A clear distinction exists between "alert fired" (detection event) and "incident declared" (response triggered) — not every alert escalates to an incident; an alerting layer with deduplication and correlation sits between detection and response.
Response architecture is optimised for fast, calm resolution: documented roles, escalation paths, automation for routine recovery actions, runbooks for non-routine ones, and clear declaration of when an incident starts and ends.
Mean time to detect (MTTD) and mean time to resolve (MTTR) are tracked separately and trended over time; improving each requires different actions.

Quick test

Pick a recent incident in your organisation. How many minutes elapsed between the underlying problem starting and detection firing (MTTD)? Between detection and the responders engaging (response latency)? Between engagement and resolution (MTTR)? If those are bundled into a single number ("the incident lasted 47 minutes"), the discipline is unable to improve any phase independently — and the bottleneck phase, whichever it is, stays the bottleneck.

Reference

Google SRE Book — Chapter 12: Effective Troubleshooting treats detection and response as architecturally separable concerns; the framework distinguishes monitoring (the detection system) from incident response (the operational discipline) and treats their interfaces (alerting, severity routing) as designed properties rather than emergent ones.

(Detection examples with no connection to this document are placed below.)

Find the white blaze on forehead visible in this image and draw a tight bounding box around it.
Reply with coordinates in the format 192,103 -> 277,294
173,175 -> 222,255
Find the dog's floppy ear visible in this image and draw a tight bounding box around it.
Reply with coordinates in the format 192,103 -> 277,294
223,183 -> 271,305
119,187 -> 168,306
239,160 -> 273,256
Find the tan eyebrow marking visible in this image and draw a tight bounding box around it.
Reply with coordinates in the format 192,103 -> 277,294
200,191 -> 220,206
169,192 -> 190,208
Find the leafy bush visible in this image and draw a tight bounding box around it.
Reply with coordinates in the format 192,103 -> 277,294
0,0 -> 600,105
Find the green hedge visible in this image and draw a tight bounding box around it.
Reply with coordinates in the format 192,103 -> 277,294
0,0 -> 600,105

2. Severity classification is a routing primitive — different severities deserve categorically different responses

A small organisation can treat all incidents the same: page everyone, all-hands, fix it. A large organisation cannot — the cost of all-hands response to every minor degradation is unsustainable, and the cost of soft response to a critical outage is worse. Severity classification is the routing primitive that solves this: a documented taxonomy (sev1 through sev5, or critical/high/medium/low) with clear criteria, applied at incident declaration, that determines which response pattern triggers. Sev1 (e.g. full outage, payment system down, data loss in progress) gets immediate page, incident commander appointed, customer-facing status published, executive notified. Sev2 (significant degradation, partial outage, customer-impacting performance) gets paged response within an SLA, internal coordination, customer comms if user-visible. Sev3 (degradation in redundant or non-critical path) gets ticketed for business-hours work. The architectural discipline is to make these criteria explicit, train people to apply them, and trust the classification rather than treating every incident as severity-0 or severity-N depending on who's awake.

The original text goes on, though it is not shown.